We usually take turns as DM, so it’s not unusual for one of us to take a break and the other one to start up a new campaign.  We play with a mixture of roleplay and rollplay, the emphasis switching from session to session.  Sometimes we can be quite combat oriented, while other times can be roleplay intensive.  I like to think of it as a good mix of the two, but YMMV.

*What we’re looking for:*  Ideally, we’d love to meet and game with other couples, but we won’t say no to others as long as they mesh with our gaming style.  We don’t mind “newbies” and would be more than happy to introduce them to the d20 system.

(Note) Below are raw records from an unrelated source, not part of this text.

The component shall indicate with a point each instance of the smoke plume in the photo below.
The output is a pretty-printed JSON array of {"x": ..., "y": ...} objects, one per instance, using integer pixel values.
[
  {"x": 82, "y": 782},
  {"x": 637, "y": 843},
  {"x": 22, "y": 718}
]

We also don’t mind “mixing it up” as far as game systems are concerned.  We own core rulebooks for Decipher’s LotR RPG, StarWars RPG (although we didn’t enjoy this one much), d20 Modern, and probably one or two that I can’t recall right now.  We’d like to eventually try FFG’s Midnight CS, Ghostwalk CS, AEG’s Stargate RPG, StarTrek RPG, and anything else that looks interesting.  Acutally, we’d be delighted if a fellow group member wanted to try their hand at being a GM, but we’re more than happy to fill that role unless or until someone else wants to take over.

We can only game on the weekends, unfortunately, since our weekdays are usually booked solid with other things.  Games will also run around 4 hours, but we’re not afraid to extend that or cut it short by a couple hours as the sessions dictate.  Children can probably be accommodated (we have a fenced in back yard to play in and video games if all else fails) if the need arises, but we have no children (aside from ourselves) for them to interact with.  

If this sounds like something that you’d be interested in, please e-mail me at saba.taru@comcast.net.  I look forward to hearing from you.  

NOTE:  This is cross posted on the DCRPG yahoo groups site.


[edit]  ACK!  Forgot to mention that we'd like to get this going mid to late July.  Exact dates are negotiable.


----------



## Saba Taru (Jul 4, 2003)

*YaY!*

We finally have enough people to constitute a pretty good group.  I love these boards.  Thanks!


----------